What advice would you give future English or Film Studies majors, based on your experiences in the department? Go to protests with your classmates. It’s a great way to form a community and to make your future classes not feel so lonely. This is going to sound cliché, but people should go to office hours. 

What coursework-related projects were/are you working on this year, and what interests or excites you about them?  My English education capstone is “Writing to Save Our Lives” taught by Dr. April Baker-Bell, and I’ve been working on an honors thesis with Dr. Mahoney for the past year. These experiences work in tandem for a wholistic approach to education. In Dr. Baker-Bell’s course, I am constantly amazed but never surprised by the vibrant community we were able to build and carry over from previous courses. I haven’t had the opportunity to write creatively much in college, so it was incredibly exciting to be able to create with such purpose and fervor. A community of writers is an incredible thing to behold. My thesis work has been able to act as the culmination of all the literary ideas I’ve had throughout my time here. I’ve been writing about queer temporality, and it’s just exciting to get the opportunity to be writing about something I chose. 

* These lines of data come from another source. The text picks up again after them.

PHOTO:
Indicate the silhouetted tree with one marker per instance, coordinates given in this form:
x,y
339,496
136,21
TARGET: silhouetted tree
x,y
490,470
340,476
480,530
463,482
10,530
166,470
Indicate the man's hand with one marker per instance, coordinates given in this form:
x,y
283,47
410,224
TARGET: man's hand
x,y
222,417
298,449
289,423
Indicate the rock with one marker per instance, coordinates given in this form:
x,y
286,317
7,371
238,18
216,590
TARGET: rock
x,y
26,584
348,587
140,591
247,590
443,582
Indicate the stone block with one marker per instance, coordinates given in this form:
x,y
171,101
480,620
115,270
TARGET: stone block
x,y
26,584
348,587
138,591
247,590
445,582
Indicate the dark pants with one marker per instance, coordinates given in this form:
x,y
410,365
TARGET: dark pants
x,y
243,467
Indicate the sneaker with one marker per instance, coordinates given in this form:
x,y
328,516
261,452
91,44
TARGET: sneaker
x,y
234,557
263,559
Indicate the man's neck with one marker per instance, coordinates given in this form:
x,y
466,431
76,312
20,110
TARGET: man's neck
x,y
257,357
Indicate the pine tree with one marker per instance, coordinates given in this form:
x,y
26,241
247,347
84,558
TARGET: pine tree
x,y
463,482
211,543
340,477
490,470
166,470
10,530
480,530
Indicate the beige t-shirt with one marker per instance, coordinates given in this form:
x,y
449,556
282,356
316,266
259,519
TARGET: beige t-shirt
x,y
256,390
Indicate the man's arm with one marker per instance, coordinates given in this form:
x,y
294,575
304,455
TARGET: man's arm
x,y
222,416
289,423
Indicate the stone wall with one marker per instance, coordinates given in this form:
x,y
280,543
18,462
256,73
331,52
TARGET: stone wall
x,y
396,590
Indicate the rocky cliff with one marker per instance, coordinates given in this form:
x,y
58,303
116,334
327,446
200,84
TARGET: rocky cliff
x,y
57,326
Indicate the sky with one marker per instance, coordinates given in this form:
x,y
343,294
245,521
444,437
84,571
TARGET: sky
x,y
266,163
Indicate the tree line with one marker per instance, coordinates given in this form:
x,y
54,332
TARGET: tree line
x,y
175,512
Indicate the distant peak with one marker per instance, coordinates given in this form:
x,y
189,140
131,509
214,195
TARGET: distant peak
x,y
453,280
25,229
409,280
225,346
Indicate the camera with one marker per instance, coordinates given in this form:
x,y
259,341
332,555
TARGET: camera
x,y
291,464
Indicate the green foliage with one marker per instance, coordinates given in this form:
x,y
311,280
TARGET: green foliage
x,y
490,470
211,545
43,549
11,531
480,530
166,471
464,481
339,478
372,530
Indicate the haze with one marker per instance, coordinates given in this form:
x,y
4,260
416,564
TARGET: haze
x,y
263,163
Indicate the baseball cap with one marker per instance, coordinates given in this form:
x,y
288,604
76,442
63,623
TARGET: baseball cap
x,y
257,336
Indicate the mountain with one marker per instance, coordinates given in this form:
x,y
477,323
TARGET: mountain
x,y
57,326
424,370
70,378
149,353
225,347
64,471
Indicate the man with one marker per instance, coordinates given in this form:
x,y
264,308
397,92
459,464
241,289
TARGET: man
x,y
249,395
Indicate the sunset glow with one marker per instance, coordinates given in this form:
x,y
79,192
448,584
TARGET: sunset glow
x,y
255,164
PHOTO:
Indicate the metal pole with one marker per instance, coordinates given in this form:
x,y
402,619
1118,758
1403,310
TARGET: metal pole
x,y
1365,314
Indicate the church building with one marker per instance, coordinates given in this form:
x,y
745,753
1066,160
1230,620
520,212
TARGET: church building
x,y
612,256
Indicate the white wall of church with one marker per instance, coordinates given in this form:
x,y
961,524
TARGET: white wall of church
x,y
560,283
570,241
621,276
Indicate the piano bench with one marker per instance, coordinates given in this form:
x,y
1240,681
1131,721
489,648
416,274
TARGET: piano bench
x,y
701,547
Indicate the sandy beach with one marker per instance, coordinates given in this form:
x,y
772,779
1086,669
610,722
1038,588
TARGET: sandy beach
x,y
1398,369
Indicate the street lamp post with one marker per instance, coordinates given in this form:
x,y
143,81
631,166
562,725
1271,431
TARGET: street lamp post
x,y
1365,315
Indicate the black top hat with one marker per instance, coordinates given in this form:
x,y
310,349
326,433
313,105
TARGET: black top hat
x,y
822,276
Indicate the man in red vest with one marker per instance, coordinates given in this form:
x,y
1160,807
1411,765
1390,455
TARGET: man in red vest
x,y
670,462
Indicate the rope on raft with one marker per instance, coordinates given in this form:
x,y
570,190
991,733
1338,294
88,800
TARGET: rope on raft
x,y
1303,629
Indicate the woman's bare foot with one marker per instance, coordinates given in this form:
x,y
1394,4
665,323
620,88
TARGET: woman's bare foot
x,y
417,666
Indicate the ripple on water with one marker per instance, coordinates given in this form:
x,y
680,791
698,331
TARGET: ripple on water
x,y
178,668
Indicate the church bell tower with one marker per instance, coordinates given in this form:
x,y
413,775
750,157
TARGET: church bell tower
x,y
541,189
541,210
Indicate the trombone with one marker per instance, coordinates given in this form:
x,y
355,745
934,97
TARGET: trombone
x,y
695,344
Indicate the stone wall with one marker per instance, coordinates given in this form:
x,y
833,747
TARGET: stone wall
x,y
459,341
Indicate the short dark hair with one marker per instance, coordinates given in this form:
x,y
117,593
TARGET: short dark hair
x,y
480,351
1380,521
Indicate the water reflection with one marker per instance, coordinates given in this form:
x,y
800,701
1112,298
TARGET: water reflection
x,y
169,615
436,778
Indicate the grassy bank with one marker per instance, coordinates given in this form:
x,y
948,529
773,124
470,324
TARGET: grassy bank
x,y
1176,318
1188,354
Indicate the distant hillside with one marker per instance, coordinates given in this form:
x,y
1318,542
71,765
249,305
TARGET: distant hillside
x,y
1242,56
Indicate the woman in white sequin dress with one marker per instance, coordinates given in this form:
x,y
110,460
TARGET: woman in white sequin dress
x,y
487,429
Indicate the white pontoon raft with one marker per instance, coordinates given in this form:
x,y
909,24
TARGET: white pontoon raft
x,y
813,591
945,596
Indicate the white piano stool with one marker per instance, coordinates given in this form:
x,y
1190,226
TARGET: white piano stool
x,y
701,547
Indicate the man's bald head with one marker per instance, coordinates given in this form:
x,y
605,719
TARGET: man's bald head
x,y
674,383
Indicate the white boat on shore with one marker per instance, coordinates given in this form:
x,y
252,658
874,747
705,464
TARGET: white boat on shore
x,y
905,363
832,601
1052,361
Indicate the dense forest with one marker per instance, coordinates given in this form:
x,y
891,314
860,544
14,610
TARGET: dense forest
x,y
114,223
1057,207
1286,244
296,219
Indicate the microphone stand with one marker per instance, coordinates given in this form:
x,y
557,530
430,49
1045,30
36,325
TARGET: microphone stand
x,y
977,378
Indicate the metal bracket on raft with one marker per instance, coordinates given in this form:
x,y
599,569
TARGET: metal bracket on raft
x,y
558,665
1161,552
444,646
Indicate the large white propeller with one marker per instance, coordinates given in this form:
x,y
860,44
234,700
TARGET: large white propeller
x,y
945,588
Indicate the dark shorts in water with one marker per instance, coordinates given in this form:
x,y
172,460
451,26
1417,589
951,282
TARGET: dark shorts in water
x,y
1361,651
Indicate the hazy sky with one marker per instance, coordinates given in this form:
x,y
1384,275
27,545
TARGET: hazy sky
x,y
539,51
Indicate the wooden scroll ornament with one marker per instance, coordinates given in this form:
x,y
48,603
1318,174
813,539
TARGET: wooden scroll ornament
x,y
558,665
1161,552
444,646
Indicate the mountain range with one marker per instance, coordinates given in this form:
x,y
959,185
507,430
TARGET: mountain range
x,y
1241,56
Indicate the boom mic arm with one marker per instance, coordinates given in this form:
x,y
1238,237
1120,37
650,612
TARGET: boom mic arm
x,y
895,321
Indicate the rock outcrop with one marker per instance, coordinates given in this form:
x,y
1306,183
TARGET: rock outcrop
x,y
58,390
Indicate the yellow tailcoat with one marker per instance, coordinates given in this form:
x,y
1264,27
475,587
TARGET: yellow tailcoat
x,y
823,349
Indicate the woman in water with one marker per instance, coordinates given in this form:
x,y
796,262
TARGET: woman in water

What are your hopes and aspirations, post-graduation? My hope for the immediate future is that middle schools and high schools will be open for the next school year as I intend to complete my student teaching internship next year. Beyond that, I plan on putting all my energy toward becoming an antiracist educator. 

Please reflect a bit on the strange experience of being a graduating senior during this moment of local and global crisis. What resources have been most useful to you in navigating this unprecedented situation? Strange and contradictory feelings arrive every day. I miss in-person classes. I hope I’ll still be able to physically graduate at some point. Having my honors thesis be about time feels especially cruel at the moment. Time has simultaneously been given and taken. I’ve already had my lasts as an undergraduate, but at least I have some time to reflect now. My capstone has never felt more pressing than now. In that course, each student selects a topic to write about for each project. I have been writing against capitalism and thus far have written a manifesto (a scary word, I know) and a collection of poetry. It is still important to do this individual work because we must take care of ourselves during this time. There have been moments where I have questioned the purpose of these assignments or the purpose of anything at all. In those moments, I return to the conversations I had with Dr. Mahoney two years ago to find my purpose. I have been donating to the best of my ability in order to help people affected by this crisis. I’ve also been taking time to do nothing. Resisting productivity and giving myself the space to process all of this.